Wednesday, December 25, 2013

Riders of the Purple Sage (Zane Grey)

Riders of the Purple Sage
Zane Grey
Public Domain Books
Fiction, Western
*** (Okay)


DESCRIPTION: Jane Withersteen's father left her a legacy of wealth and respect in 1870's Cottonwoods, a Mormon settlement in the sage-swept deserts of Utah... but now, having befriended the outsider Gentiles and defied church elders by showing affection for the wrong man, she stands on the brink of ruin. The last person she ever thought she'd consider an ally was the legendary Mormon-killer Lassiter, yet when her Gentile friend Bern Venters is threatened by elder Tull, only Lassiter's arrival spares him. As cattle rustlers, church-led conspiracies, and other threats close in on the Withersteen estate, Jane finds herself more and more reliant on the mysterious man, even as she learns the truth behind his violent and vengeful reputation.
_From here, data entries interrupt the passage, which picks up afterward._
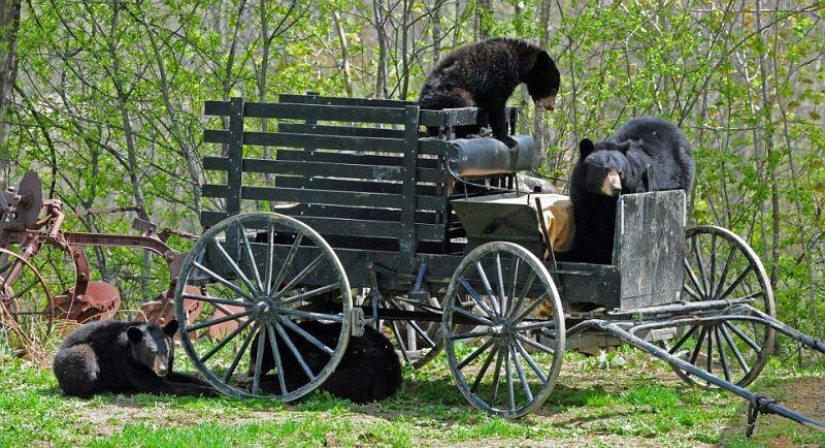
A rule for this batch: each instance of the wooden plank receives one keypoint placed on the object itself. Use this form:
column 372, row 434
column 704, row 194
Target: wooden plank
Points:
column 358, row 199
column 235, row 156
column 318, row 183
column 215, row 191
column 298, row 111
column 373, row 214
column 343, row 131
column 360, row 144
column 309, row 169
column 342, row 101
column 353, row 158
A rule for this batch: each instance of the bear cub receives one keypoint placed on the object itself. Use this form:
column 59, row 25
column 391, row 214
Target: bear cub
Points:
column 123, row 357
column 369, row 370
column 644, row 154
column 484, row 75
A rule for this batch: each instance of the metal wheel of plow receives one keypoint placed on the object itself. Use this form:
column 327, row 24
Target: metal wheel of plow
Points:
column 25, row 299
column 728, row 343
column 264, row 279
column 503, row 330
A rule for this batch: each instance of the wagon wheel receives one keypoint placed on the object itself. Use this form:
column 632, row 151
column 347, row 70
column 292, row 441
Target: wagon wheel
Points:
column 269, row 274
column 24, row 298
column 418, row 342
column 721, row 266
column 507, row 361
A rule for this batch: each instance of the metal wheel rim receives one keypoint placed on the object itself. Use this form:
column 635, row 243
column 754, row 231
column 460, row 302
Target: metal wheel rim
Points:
column 717, row 278
column 502, row 332
column 266, row 309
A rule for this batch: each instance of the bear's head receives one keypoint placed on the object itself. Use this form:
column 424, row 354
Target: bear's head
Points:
column 602, row 166
column 152, row 346
column 543, row 81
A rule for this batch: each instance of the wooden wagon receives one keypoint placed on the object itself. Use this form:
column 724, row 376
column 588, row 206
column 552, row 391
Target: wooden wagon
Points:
column 343, row 210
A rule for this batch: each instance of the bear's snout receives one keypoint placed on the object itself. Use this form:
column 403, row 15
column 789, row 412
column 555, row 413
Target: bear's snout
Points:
column 548, row 103
column 161, row 366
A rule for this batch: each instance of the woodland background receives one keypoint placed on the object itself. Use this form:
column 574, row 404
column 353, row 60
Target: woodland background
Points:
column 105, row 100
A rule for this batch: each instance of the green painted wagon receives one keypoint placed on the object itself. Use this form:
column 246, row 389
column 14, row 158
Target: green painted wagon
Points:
column 344, row 210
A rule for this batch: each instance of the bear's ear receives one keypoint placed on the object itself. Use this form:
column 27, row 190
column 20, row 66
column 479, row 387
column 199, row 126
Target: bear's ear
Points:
column 624, row 146
column 585, row 148
column 135, row 334
column 170, row 328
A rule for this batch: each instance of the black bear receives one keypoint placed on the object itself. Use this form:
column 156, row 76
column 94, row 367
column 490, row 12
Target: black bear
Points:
column 369, row 370
column 123, row 357
column 645, row 154
column 484, row 75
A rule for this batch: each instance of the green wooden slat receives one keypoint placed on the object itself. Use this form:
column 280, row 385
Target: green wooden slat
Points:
column 344, row 131
column 210, row 218
column 308, row 169
column 217, row 108
column 368, row 102
column 215, row 191
column 297, row 111
column 215, row 136
column 215, row 163
column 323, row 141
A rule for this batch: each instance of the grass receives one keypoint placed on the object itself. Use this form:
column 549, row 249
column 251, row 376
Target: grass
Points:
column 636, row 402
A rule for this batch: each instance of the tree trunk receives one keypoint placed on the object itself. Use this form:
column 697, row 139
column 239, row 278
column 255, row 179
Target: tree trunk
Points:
column 9, row 25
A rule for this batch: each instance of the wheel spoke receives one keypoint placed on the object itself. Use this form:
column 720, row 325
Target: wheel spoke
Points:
column 496, row 376
column 307, row 294
column 476, row 297
column 535, row 344
column 502, row 298
column 224, row 281
column 475, row 354
column 276, row 354
column 742, row 335
column 531, row 278
column 259, row 359
column 722, row 357
column 736, row 353
column 220, row 320
column 216, row 300
column 241, row 352
column 485, row 282
column 225, row 340
column 253, row 264
column 683, row 339
column 483, row 370
column 300, row 277
column 531, row 362
column 736, row 282
column 724, row 276
column 520, row 371
column 292, row 348
column 231, row 262
column 290, row 256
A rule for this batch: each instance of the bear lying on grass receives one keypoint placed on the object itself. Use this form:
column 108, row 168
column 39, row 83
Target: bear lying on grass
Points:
column 123, row 357
column 484, row 75
column 369, row 370
column 645, row 154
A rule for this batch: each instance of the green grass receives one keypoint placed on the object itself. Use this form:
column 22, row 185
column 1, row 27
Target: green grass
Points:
column 641, row 403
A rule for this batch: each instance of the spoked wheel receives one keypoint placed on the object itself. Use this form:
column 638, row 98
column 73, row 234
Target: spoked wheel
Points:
column 288, row 293
column 25, row 300
column 722, row 266
column 503, row 329
column 418, row 342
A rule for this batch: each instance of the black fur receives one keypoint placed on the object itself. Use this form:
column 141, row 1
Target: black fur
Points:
column 369, row 370
column 485, row 74
column 123, row 357
column 649, row 153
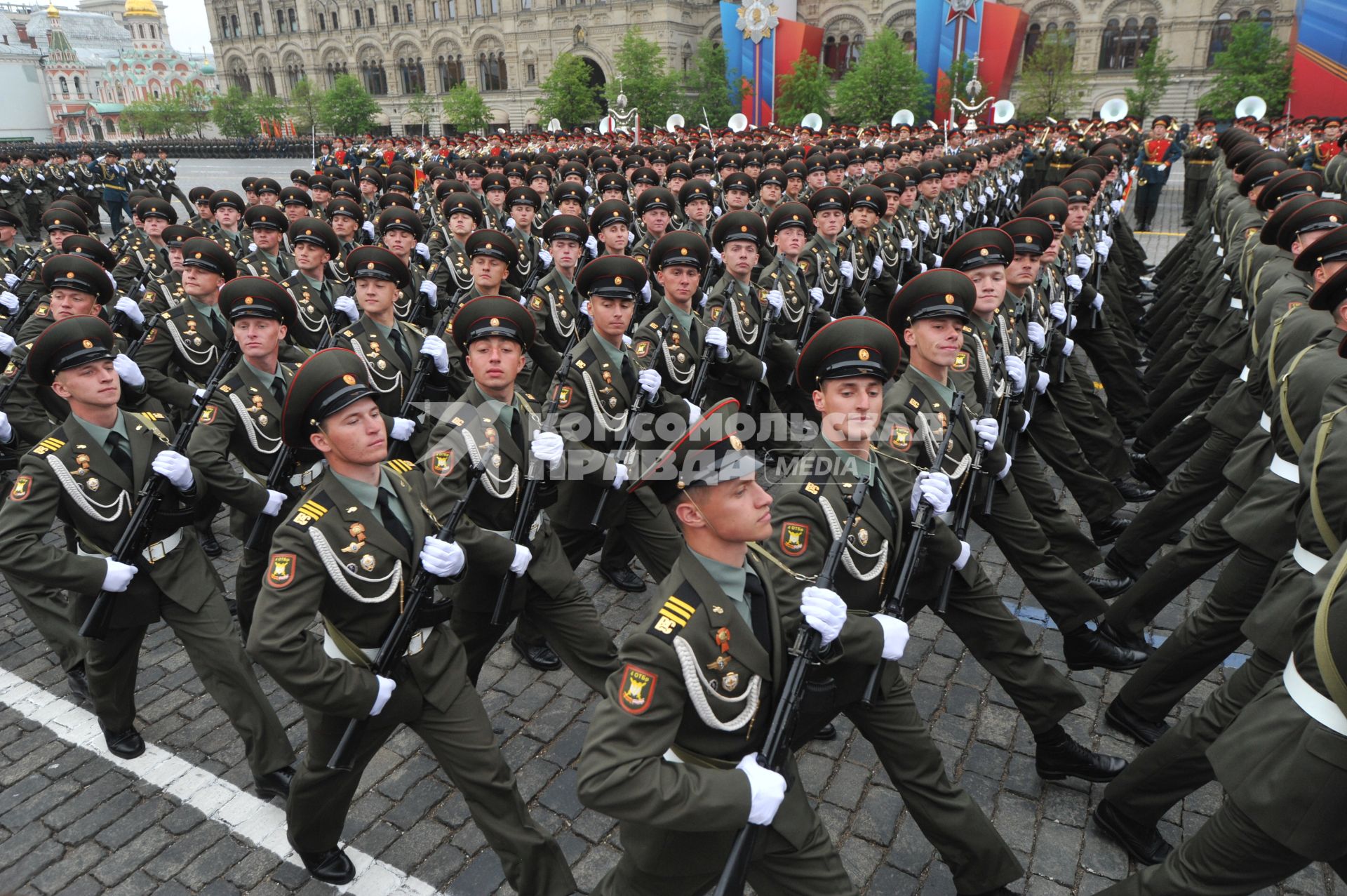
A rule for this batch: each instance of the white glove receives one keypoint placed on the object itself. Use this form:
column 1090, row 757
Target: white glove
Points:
column 437, row 351
column 118, row 575
column 431, row 291
column 650, row 382
column 386, row 690
column 174, row 468
column 716, row 336
column 1036, row 335
column 988, row 430
column 442, row 558
column 825, row 612
column 932, row 488
column 274, row 502
column 128, row 371
column 894, row 636
column 126, row 305
column 522, row 558
column 547, row 446
column 347, row 306
column 1014, row 372
column 767, row 787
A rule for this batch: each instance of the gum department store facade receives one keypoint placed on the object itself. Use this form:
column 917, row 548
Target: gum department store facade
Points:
column 505, row 48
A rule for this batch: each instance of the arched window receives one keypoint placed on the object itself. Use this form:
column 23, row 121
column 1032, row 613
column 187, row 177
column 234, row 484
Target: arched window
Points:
column 1219, row 36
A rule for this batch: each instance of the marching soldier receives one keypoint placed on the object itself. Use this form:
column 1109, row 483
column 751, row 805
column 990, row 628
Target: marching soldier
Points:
column 377, row 511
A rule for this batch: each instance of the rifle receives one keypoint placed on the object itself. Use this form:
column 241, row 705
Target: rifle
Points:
column 147, row 504
column 638, row 406
column 530, row 497
column 892, row 603
column 395, row 643
column 279, row 473
column 776, row 747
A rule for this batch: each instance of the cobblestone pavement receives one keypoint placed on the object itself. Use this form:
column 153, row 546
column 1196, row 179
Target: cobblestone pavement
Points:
column 73, row 821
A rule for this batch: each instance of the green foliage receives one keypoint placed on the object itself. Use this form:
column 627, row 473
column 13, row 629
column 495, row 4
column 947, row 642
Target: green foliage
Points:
column 568, row 95
column 234, row 115
column 706, row 86
column 650, row 86
column 805, row 91
column 884, row 80
column 304, row 108
column 1254, row 64
column 1050, row 84
column 465, row 108
column 1152, row 81
column 347, row 108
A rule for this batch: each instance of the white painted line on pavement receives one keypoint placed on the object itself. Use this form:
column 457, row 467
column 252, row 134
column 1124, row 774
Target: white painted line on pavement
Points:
column 244, row 814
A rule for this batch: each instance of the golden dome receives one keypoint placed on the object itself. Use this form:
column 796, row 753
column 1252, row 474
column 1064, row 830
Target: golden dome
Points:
column 142, row 8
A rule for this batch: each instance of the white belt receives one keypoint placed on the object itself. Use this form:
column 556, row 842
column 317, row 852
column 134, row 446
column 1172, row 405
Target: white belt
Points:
column 1313, row 704
column 1285, row 469
column 152, row 553
column 1308, row 561
column 415, row 646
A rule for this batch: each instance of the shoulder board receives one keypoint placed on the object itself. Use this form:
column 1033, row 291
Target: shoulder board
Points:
column 49, row 443
column 675, row 613
column 309, row 512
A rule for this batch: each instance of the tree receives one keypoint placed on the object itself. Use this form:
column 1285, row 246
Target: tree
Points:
column 1254, row 64
column 306, row 102
column 1152, row 81
column 347, row 108
column 706, row 85
column 568, row 95
column 465, row 108
column 884, row 80
column 650, row 88
column 234, row 115
column 423, row 109
column 1050, row 84
column 805, row 91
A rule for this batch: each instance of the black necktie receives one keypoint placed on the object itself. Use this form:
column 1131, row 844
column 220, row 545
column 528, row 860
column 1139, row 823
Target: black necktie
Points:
column 120, row 453
column 758, row 607
column 398, row 347
column 391, row 522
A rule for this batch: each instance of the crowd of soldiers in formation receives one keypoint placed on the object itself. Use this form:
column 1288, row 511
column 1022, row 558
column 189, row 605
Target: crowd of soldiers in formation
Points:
column 783, row 373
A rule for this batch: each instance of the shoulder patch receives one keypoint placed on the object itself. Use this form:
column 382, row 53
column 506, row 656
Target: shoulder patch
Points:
column 636, row 690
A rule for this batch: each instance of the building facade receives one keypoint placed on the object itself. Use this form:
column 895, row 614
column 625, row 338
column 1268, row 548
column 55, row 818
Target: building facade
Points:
column 505, row 48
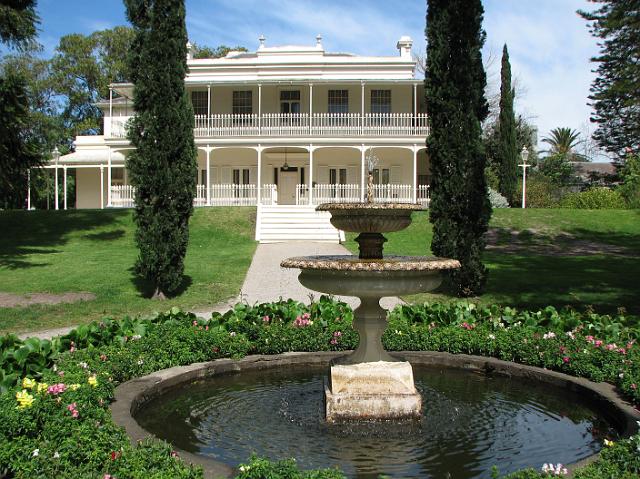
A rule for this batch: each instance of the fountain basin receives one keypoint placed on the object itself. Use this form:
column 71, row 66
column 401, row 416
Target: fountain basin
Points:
column 134, row 396
column 351, row 276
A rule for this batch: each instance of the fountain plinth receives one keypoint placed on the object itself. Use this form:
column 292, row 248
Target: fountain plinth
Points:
column 370, row 383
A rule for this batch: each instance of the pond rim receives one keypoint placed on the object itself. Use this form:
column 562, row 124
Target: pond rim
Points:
column 132, row 395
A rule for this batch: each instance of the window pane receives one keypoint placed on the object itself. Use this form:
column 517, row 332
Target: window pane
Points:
column 380, row 101
column 199, row 102
column 242, row 102
column 338, row 101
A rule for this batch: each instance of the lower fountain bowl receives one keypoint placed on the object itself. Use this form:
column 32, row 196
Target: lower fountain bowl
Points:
column 351, row 276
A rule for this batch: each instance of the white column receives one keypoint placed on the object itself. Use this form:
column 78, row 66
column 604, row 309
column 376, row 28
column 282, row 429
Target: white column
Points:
column 56, row 185
column 109, row 179
column 29, row 189
column 102, row 187
column 415, row 173
column 259, row 108
column 208, row 151
column 259, row 190
column 208, row 117
column 64, row 182
column 110, row 112
column 311, row 174
column 362, row 183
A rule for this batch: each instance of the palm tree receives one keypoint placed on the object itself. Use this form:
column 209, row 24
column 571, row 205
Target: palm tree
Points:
column 562, row 141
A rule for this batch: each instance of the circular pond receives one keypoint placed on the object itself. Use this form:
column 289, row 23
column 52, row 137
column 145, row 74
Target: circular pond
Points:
column 471, row 422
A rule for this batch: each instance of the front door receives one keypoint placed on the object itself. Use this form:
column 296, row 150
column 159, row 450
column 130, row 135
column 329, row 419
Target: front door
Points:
column 287, row 187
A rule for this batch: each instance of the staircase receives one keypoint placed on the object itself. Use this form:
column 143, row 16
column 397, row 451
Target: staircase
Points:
column 282, row 223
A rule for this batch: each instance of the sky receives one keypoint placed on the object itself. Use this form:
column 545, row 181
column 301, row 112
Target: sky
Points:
column 549, row 44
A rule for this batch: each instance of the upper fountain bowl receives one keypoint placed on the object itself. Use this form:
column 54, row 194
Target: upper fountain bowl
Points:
column 370, row 217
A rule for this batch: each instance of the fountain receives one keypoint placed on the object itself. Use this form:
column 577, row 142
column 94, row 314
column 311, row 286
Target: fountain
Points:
column 370, row 383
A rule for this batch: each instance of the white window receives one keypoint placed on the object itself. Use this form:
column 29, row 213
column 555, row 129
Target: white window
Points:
column 381, row 101
column 199, row 102
column 338, row 101
column 242, row 102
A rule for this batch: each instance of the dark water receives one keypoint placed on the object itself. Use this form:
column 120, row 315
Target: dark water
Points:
column 470, row 423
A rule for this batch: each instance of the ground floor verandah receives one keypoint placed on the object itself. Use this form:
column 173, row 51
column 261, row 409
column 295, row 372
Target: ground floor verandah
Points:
column 252, row 175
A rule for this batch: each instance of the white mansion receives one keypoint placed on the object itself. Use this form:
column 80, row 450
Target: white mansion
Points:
column 288, row 125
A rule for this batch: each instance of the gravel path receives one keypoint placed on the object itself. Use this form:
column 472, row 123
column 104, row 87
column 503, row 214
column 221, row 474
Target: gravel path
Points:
column 266, row 281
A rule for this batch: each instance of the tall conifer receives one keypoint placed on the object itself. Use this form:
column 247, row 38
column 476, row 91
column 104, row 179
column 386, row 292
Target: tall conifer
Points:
column 454, row 88
column 163, row 166
column 508, row 150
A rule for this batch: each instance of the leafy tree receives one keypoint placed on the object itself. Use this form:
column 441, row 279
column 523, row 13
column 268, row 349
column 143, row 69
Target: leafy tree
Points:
column 213, row 52
column 454, row 90
column 508, row 151
column 615, row 92
column 18, row 21
column 563, row 141
column 18, row 151
column 163, row 165
column 82, row 69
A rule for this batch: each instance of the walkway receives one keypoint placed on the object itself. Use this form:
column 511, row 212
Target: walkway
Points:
column 266, row 281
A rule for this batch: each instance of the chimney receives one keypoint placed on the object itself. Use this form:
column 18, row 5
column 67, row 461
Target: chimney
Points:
column 404, row 45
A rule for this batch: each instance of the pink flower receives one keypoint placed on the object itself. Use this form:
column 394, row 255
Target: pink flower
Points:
column 56, row 389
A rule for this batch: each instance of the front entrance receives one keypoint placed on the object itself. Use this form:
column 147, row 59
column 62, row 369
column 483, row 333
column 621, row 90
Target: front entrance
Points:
column 287, row 182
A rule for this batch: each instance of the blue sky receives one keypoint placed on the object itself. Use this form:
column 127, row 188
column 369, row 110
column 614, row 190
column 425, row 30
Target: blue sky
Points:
column 549, row 43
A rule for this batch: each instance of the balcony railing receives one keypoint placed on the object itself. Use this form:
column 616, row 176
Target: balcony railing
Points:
column 300, row 125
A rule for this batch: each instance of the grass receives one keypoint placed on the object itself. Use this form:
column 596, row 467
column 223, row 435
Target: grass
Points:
column 94, row 251
column 530, row 278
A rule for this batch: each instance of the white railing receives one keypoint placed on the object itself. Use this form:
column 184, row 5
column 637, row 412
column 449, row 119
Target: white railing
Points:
column 392, row 194
column 300, row 124
column 423, row 195
column 122, row 196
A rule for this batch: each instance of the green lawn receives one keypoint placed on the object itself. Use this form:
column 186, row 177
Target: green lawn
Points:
column 94, row 251
column 527, row 275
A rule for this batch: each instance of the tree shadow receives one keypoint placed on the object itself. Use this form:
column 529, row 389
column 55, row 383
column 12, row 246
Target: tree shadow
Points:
column 146, row 288
column 28, row 233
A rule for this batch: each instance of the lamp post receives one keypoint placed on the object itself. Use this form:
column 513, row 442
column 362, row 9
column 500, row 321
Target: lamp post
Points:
column 524, row 154
column 56, row 157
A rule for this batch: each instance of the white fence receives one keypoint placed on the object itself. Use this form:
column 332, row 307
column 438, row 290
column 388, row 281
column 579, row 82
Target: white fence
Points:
column 221, row 195
column 122, row 196
column 300, row 124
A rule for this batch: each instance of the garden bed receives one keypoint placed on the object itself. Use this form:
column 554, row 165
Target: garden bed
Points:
column 70, row 382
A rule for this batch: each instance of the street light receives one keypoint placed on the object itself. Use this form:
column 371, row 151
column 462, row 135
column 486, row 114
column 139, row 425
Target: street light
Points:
column 524, row 154
column 56, row 157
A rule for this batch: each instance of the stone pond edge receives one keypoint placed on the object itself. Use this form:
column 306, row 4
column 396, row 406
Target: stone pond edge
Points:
column 132, row 395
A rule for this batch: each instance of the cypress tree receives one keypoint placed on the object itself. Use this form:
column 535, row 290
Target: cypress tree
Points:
column 454, row 88
column 163, row 166
column 508, row 150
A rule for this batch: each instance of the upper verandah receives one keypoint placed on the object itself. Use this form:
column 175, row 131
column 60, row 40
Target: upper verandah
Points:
column 297, row 63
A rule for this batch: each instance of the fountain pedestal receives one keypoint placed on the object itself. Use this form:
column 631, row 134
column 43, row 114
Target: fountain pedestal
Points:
column 369, row 383
column 379, row 390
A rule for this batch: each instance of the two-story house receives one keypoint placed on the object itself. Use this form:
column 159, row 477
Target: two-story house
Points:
column 289, row 125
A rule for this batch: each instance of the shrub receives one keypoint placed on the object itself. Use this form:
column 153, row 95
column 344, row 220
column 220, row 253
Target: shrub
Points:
column 497, row 200
column 594, row 199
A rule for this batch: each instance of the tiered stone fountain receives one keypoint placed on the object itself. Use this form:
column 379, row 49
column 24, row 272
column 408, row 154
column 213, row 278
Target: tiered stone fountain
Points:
column 370, row 383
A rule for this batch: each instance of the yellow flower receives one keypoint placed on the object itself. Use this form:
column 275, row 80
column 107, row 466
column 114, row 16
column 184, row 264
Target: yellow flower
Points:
column 29, row 383
column 24, row 399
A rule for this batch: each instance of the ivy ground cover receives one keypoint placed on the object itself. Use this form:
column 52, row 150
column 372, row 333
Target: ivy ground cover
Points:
column 48, row 412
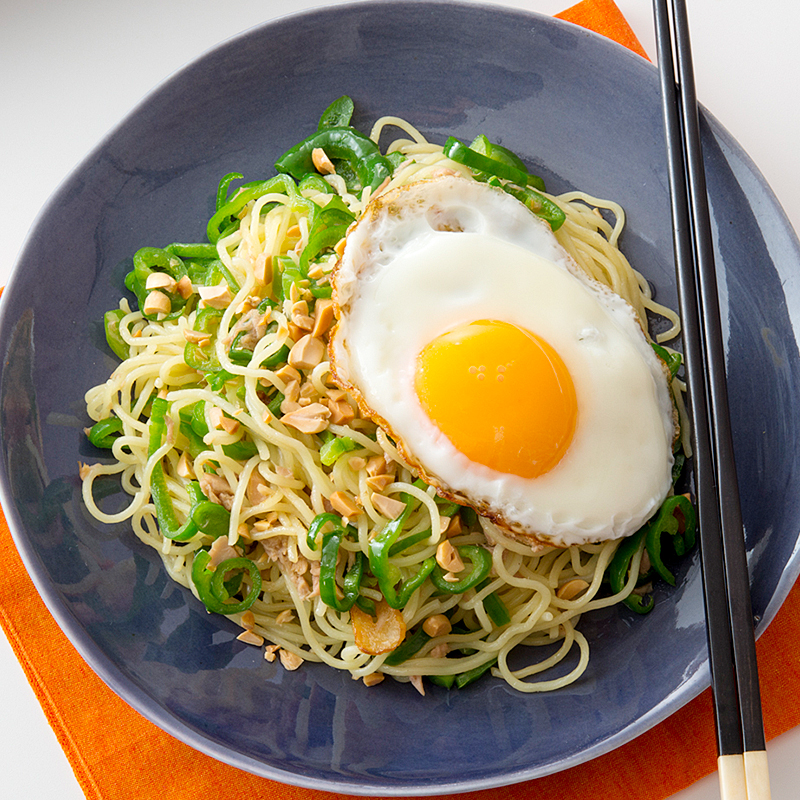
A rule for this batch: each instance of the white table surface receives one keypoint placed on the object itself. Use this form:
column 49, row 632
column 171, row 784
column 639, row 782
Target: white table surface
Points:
column 69, row 71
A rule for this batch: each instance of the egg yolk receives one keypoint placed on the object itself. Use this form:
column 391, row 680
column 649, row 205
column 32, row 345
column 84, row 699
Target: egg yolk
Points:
column 500, row 394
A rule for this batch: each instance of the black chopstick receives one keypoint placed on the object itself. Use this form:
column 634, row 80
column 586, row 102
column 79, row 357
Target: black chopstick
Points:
column 741, row 744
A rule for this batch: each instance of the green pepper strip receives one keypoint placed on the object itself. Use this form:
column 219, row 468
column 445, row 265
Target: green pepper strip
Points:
column 327, row 574
column 224, row 185
column 540, row 205
column 408, row 648
column 330, row 555
column 470, row 676
column 389, row 577
column 104, row 433
column 481, row 565
column 359, row 151
column 502, row 168
column 210, row 518
column 499, row 153
column 338, row 114
column 666, row 522
column 240, row 198
column 317, row 524
column 167, row 522
column 618, row 573
column 111, row 321
column 672, row 360
column 195, row 250
column 211, row 584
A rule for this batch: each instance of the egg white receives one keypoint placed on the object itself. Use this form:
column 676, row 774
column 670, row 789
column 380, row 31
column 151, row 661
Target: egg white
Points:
column 434, row 255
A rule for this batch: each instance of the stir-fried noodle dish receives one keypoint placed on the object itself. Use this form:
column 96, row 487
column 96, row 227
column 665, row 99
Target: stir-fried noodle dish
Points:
column 400, row 414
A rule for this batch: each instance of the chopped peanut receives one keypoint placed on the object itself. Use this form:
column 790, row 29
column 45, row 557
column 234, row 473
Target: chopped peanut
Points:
column 343, row 504
column 290, row 660
column 218, row 296
column 269, row 652
column 249, row 637
column 447, row 557
column 321, row 162
column 341, row 412
column 437, row 625
column 301, row 317
column 221, row 551
column 247, row 620
column 196, row 337
column 157, row 303
column 323, row 316
column 378, row 465
column 308, row 391
column 379, row 634
column 388, row 506
column 379, row 482
column 571, row 589
column 160, row 280
column 308, row 419
column 287, row 374
column 184, row 287
column 307, row 352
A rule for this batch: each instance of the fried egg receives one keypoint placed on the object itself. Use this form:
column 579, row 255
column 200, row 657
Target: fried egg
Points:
column 507, row 377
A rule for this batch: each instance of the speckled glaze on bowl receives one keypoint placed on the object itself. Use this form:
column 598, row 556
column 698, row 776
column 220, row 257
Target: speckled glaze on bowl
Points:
column 583, row 112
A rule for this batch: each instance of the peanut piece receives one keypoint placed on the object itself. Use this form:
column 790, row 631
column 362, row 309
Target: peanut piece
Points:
column 323, row 316
column 447, row 557
column 157, row 303
column 308, row 419
column 343, row 504
column 321, row 162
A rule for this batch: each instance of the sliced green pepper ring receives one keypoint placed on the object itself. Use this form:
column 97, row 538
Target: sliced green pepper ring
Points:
column 481, row 561
column 318, row 523
column 396, row 591
column 104, row 433
column 211, row 583
column 679, row 526
column 345, row 143
column 327, row 574
column 503, row 167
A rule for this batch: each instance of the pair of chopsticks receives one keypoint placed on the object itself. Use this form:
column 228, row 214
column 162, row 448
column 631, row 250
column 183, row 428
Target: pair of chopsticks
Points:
column 741, row 745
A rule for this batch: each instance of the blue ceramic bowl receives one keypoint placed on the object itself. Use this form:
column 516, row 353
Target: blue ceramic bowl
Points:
column 583, row 112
REVIEW: This is a book where setting outshines both story and characters by orders of magnitude. The wild deserts and rough canyon country glow on the page, painted bright and bold. Even the tension of the frontier world, with the threat of stampedes and rustlers and religious tensions, takes on a stark and tangible nature. The characters, by comparison, come across as flattened cartoons, their speech and moods melodramatic almost to the point of comedy. The women are universally innocent and soft and in need of masculine protection, while the men are grizzled soldiers in the bloody game of frontier life... even the good guys, who nonetheless crave the salvation of a lady's touch. Even as they wrestled with their own imperfections, they did so in such grandiose manners that it was almost laughable. The worst offender by far was Jane Withersteen, who clings to blind faith long past the point of sympathy or sense simply to prolong her inner angst. Thanks in no small part to her and the rest of the over-the-top cast, the story often stretches credulity, with peculiar meetings and withheld information and impossible coincidences, not to mention a tendency to relay important encounters secondhand to the readers. The whole thing takes on a soap opera sheen at the climax. I enjoyed some of the descriptions, and a few of the action sequences had real tension, but overall I found myself too annoyed by the characters.